A. I do not think citizens are going to do government out of a job but there is going to be a new balance of power that people can organise themselves now in new ways and they can find some of the solutions for themselves and they can mobilise much more easily to put pressure on organisations and so in health in the future you will find many more organisations, amongst patients and users and carers who will be a sort of advice and support as well as doctors in hospitals. So people will have more options of where to go to get more advice.
So the sensible approach by government and professionals will be to work with that and help develop it and use it and see it as a support rather than a challenge.
Q. All these things together is a massive change in thinking or is it a flash in the pan everyone was saying the internet was when it first came out?
A. Are you all right? I think there has been a tipping point, a flicking of the switch. So for most of the 20th century we were taught and encouraged to be consumers, workers and citizens of representative democracy where we could have a vote every five years. Now I think more people would could see themselves as participants. They will want take part, have their say, be listened to and they will find other people to collaborate with and share with outside formal institutional structures and that means that their notion of citizenship will be much more to do with their ability to complain, to voice, to argue, to mobilise themselves. Their notion of themselves as consumers will be much more participative, taking part, shaping and adding ideas and people's sense of themselves as workers will have to involve much more agency. So many of the assumptions of the 20th century -- you are a worker by day and a consumer by night and weekends and a citizen once every five years -- that is all going to break down and people will play quite different roles and see themselves in quite different ways in their relationship to information, to authority will change as a result, over not just a flash in the pan but over the next 10 to 20 years.
Q. But this is also our only chance. We don't have any other sort of ideologies that can sort out any of the enormous problems that we have got into through the thinking that we are saying is now out of date.
A. (10.57) I think the kind of hopes that get invested in the net are a kind of yearning for doing something better, more effective, for more collaborative and for recovering a sense of common purposes and a sense of hope about the future that politics has completely lost. So the hope we are investing in these communities is a reflection of a kind of despair at the other options available to us but it is all also a reflection that they bring back to life for people the things that they value: they value the common, they value things that our shared, they want to be participants, they want to collaborate with other people, they want to achieve things together and these are things often that they find difficult in big organisations. So in many ways the hopes that invest in it are filling the void that the collapse of politics has left behind.

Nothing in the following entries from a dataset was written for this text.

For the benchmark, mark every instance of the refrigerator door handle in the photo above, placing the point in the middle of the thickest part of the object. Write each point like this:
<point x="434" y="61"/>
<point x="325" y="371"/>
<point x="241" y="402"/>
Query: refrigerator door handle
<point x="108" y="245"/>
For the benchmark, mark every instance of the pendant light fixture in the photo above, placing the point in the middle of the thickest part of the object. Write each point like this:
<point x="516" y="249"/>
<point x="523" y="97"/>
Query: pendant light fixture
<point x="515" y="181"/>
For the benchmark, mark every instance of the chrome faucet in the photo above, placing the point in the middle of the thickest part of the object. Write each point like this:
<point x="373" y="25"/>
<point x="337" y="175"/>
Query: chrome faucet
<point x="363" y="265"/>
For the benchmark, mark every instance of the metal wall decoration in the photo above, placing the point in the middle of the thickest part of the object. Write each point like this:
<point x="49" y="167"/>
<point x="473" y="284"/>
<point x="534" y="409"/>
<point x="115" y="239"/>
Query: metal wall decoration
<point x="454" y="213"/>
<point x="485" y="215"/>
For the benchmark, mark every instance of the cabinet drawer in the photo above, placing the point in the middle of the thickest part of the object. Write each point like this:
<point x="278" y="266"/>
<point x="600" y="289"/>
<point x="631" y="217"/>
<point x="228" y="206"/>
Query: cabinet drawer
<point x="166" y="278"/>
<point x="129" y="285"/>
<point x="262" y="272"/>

Q. Why are you doing this? What are you working towards? What are you trying to achieve?
A. What I am working towards is I think these technologies have huge potential to allow people to play different roles in life and in work and in society and to create a more participative, more collaborative culture in which more people get the experience of being creative, of being agents, of being in control but also of sharing in finding out with other people and I think those are really basic things which make societies stronger and make them innovative, more democratic, more equal and give more people a sense of freedom. That is why it is important in the long run. It is not about how many friends you have on a social network site. It is not about sharing music. It is fundamentally about whether it makes more people free, whether it gives more people a voice in democracy and whether it makes society more equal and I think, on those counts, the web is probably our best hope in many ways for creating a society which can achieve those things.